3Mo·

Your swarm intelligence desired 😉


I started my ETF investments at the end of 2021.

So far, I have invested my money in the MSCI World without a concept (only $ISAC (+0,26 %) then $IWDA (+0,23 %) ), $IUIT (+0,28 %) and $IUHC (+0,92 %) . Dips were bought later and when prices were good.

I am a bit suspicious of the Chinese stock market because the government there can manipulate the market considerably - hence the move to the $IWDA (+0,23 %)


I also have the DWS funds that were set up for me as a child.


The shares are more for "playing".

As I haven't yet found a method for evaluating shares that gives me a good feeling, I'm still a bit cautious here.

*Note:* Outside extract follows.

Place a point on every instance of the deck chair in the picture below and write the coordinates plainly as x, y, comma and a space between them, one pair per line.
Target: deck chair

$WQDS (+0,24 %) , $ESIT (-0,28 %) and $INGR I would describe these as missteps and will probably sell them soon.


Now I would like to go for a clean concept and invest in savings plans.

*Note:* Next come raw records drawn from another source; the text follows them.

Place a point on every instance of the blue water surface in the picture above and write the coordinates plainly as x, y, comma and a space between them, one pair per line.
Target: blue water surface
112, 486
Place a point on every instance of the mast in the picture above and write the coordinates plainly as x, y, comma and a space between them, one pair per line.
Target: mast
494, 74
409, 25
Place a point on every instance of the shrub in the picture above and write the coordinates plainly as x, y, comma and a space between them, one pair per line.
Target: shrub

The aim is to secure my pension and build up my assets.


Now I'm just faced with the question:

What is the best way to weight my portfolio?


Core-Sattelite? - Are $IUIT (+0,28 %) and $IUHC (+0,92 %) Sattelites or already core?


50% MSCI World Core, 20% EM and 30% $IUIT (+0,28 %) / $IUHC (+0,92 %) ?


How would you proceed or what would your weighting look like in my portfolio?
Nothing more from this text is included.